In July 2025, the Bombay High Court put the provision on hold and appointed a committee to examine the 935 notices already issued to dangerous buildings.
“The procedure followed all these years in merely propping up or partially repairing cessed buildings that are in a dangerous condition has proved futile,” observed the committee report authored by former Bombay High Court judge JP Devadhar and former principal district judge Vilas Dongre.
The report acknowledged the alarming condition of many buildings and the fact that residents continue to occupy them despite the risks. Dongre himself reportedly had a close call during one inspection when a 50-kg cement block fell in front of him.
The committee’s conclusions were stark. If redevelopment continues at the current pace of only 100 to 125 buildings annually, many more lives could be lost. With fewer than 500 transit tenements available for rehabilitation and the huge financial outlay required for MHADA to pay Rs 20,000 per month per household as rental compensation during redevelopment, the report called for a clearly defined redevelopment policy. MHADA has favoured a cluster redevelopment model similar to projects being implemented in Kamathipura and elsewhere.
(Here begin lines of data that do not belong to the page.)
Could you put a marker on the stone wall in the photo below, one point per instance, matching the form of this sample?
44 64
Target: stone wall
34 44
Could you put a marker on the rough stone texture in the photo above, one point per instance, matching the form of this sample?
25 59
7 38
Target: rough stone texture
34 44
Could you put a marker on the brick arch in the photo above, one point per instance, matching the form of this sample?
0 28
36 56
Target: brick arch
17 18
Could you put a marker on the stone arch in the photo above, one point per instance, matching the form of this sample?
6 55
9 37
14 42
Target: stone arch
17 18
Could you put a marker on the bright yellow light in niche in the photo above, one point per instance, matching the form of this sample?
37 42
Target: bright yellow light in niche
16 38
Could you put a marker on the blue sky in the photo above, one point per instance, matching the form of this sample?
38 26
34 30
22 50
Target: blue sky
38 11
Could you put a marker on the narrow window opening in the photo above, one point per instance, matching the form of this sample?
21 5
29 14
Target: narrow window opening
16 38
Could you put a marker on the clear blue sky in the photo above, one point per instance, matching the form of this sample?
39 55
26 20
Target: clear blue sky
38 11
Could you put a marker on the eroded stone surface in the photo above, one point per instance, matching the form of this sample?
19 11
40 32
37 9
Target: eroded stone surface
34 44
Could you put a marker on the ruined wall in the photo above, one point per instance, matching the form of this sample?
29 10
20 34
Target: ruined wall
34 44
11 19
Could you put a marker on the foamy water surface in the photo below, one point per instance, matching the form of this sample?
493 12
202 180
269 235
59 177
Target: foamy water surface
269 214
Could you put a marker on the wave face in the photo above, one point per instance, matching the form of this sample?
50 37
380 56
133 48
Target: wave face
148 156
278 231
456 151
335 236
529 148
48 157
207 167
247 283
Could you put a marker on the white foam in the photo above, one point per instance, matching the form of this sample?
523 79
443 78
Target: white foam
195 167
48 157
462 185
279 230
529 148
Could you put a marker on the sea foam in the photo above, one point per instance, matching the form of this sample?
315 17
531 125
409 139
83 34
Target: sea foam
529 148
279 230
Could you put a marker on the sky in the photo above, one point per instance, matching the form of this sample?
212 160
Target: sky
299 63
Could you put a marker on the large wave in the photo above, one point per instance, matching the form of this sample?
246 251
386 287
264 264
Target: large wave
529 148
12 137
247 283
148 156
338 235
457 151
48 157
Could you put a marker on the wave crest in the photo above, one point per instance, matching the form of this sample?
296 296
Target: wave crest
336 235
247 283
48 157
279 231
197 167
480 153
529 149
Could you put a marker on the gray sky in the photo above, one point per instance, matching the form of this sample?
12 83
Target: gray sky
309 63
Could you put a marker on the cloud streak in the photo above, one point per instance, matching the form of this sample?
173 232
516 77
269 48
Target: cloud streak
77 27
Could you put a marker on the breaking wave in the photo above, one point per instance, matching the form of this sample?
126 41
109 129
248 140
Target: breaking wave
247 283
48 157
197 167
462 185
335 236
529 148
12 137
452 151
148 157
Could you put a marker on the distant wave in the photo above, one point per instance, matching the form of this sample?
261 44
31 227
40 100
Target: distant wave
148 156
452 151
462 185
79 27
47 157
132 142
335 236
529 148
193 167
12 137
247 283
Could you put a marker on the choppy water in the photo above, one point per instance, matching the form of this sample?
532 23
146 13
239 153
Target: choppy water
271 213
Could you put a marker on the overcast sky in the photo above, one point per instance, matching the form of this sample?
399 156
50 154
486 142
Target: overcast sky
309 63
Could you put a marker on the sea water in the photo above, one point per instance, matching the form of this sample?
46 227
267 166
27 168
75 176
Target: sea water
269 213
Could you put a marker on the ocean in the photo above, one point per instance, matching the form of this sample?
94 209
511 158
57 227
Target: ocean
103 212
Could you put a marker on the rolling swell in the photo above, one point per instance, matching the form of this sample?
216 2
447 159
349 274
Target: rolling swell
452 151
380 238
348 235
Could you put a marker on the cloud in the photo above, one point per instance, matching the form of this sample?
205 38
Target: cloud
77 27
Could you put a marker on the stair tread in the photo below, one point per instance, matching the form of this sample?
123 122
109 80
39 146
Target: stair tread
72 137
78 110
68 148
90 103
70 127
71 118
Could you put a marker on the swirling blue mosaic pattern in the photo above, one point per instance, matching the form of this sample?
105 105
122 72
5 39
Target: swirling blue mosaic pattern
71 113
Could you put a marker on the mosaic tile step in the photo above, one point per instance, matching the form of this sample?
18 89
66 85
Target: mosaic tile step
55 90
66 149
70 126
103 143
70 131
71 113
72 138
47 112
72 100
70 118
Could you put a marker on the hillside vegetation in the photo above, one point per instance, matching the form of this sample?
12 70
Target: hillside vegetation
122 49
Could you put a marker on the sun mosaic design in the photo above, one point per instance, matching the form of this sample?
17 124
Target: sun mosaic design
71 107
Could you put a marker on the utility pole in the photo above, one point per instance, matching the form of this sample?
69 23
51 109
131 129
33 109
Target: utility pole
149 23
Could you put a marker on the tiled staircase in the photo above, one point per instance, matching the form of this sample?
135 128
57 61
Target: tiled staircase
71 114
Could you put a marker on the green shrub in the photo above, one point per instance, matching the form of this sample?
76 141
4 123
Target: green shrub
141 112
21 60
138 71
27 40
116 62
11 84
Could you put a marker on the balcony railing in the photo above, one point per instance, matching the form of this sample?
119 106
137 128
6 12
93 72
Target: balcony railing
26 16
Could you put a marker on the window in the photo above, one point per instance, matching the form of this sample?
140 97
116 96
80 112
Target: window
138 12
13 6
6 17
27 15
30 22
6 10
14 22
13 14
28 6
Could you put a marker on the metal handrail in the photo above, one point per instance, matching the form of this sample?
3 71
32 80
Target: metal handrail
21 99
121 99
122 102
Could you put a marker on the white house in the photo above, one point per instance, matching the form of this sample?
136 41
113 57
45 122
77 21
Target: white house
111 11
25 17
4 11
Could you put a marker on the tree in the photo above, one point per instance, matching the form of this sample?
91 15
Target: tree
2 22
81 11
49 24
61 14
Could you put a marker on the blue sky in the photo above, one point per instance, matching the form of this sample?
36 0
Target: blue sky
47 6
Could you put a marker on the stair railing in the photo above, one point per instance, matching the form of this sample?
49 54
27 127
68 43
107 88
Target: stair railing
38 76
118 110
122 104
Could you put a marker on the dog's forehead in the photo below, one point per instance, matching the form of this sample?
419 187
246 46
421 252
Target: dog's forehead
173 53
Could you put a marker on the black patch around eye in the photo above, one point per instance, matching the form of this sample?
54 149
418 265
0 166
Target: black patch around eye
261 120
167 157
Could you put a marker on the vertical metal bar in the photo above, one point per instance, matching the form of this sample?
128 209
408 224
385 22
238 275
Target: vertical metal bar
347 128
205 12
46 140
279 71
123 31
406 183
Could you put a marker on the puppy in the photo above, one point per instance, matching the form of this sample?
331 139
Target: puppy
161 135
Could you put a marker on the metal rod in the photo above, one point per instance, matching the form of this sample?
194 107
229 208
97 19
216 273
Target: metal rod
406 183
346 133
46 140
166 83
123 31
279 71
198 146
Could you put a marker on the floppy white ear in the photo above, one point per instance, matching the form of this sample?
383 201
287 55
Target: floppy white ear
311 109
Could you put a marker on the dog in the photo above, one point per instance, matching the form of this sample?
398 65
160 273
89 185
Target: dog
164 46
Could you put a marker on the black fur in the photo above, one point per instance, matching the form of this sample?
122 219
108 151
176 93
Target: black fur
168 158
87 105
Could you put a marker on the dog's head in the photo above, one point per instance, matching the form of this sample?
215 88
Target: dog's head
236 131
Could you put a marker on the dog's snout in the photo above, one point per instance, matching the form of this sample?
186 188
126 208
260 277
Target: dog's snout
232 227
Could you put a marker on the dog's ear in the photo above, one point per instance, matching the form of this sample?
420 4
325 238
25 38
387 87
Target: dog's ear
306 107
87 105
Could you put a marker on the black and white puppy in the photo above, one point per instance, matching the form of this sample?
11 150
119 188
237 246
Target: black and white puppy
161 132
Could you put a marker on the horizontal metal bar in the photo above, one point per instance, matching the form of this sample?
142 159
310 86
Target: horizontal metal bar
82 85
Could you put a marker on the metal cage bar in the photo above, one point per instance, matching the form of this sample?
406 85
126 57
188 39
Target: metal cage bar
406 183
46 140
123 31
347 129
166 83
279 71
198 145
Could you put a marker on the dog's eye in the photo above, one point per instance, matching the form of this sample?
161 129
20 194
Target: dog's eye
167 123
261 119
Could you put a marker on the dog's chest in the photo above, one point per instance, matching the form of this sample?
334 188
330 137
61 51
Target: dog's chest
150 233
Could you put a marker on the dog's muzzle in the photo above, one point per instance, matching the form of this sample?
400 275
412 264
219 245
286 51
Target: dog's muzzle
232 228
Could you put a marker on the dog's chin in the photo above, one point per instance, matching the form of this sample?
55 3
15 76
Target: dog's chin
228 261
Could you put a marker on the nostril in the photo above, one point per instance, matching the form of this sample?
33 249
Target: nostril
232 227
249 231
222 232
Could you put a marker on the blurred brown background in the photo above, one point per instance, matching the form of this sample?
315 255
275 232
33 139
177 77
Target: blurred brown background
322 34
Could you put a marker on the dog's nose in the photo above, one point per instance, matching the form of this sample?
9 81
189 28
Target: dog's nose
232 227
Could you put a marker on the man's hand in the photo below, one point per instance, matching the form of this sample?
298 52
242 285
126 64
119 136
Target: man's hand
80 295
“MHADA is working on a structured time-bound exit policy for the redevelopment of aging buildings, shifting focus from repetitive repairs to cluster redevelopment,” explained Shambharkar. “It is the more viable, efficient and sustainable solution than stand-alone redevelopment, particularly in dense precincts. Parallelly, MHADA has begun eligibility surveys of tenants.” In the interim, he added, around Rs 300 crore is spent annually for structural repairs on the buildings.
No rent, no return, no guarantees
The experience of tenants at Kalyan Bhavan in Marine Lines illustrates the uncertainty residents face.
After receiving Section 79A notices in 2023, with no word from the landlord, the tenants submitted their own redevelopment proposal. When MHADA subsequently favoured the landlord’s proposal, the residents challenged the decision and ultimately won — establishing their right to redevelop — in the Supreme Court. MHADA, however, did not approve their proposal till Section 79A had been stayed, rendering their efforts largely meaningless.
In 2025, MHADA demolished the building after repeatedly declaring it unsafe. “All of us tenants are paying rent out of our own pockets, with neither rent from MHADA nor any assurance from the landlord,” said Jagdish Mulchandani, who spent years fighting the case.
This is precisely what worries Mistry and the residents of Hathi Baug. While MHADA has offered transit accommodation or rental support, many residents find the former unattractive and the latter uncertain. There is no guarantee of when, or even whether, they will return to the homes where their families have lived for generations.
Redevelopment discussions with Mistry’s landlord have yielded no meaningful progress. In his neighbourhood, he has watched a chawl demolished five years ago remain an empty plot ever since.
For now, staying in a dangerous building appears less risky than leaving it behind.